How to speed up count(distinct) with Between clause in MySQL

发布于 2020-11-24 17:55:27

I have a MySQL table of 10 million rows and 3 columns, in following format:

id                                     time                               num

ca65e871-d758-437e-b76f-175234760e7b  2020-11-14 23:08:05.553770          11112222222
...

For running the first query below, I indexed the table on (num, time) and it works very fast (<5 milliseconds on 10 million rows table):

SELECT COUNT(*) 
FROM TABLE_NAME 
WHERE time >= '2020-11-14 23:08:05.553752' AND num = 11112222222

However I also need to execute count(distinct) on the same table with between clause, something like this:

SELECT COUNT(DISTINCT num) 
FROM TABLE_NAME 
WHERE time >= '2020-11-14 23:08:05.553752'
  AND num BETWEEN (11112222222 - 30)
              AND (11112222222 + 30)

This turns out to be significantly slower, around 200 milliseconds.
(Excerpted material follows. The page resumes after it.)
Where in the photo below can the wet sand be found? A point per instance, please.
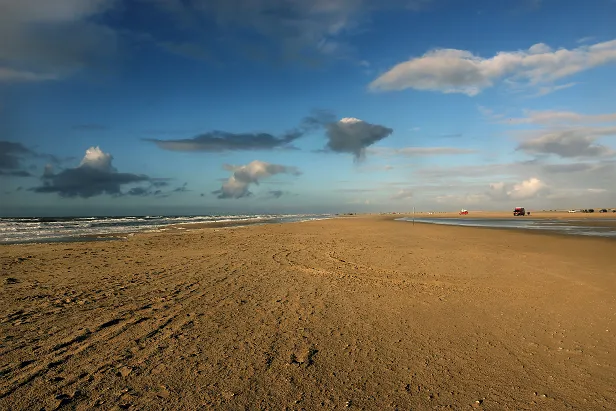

Is there a way to speed the execution time of the second query on the same table?

Questioner
Makaroni
Viewed
0
Akina 2020-11-25 02:21:55

If your MySQl is 8+ then try:

WITH RECURSIVE
cte AS ( SELECT 11112222222 - 30 num
         UNION ALL
         SELECT num + 1 FROM cte WHERE num < 11112222222 + 30 )
SELECT COUNT(*)
FROM cte
WHERE EXISTS ( SELECT NULL
               FROM TABLE_NAME 
               WHERE TABLE_NAME.num = cte.num
                 AND time >= '2020-11-14 23:08:05.553752' )

If you'll often execute such query then I'd suggest to create service table with the numbers from -30 to 30 and use it instead of recursive CTE.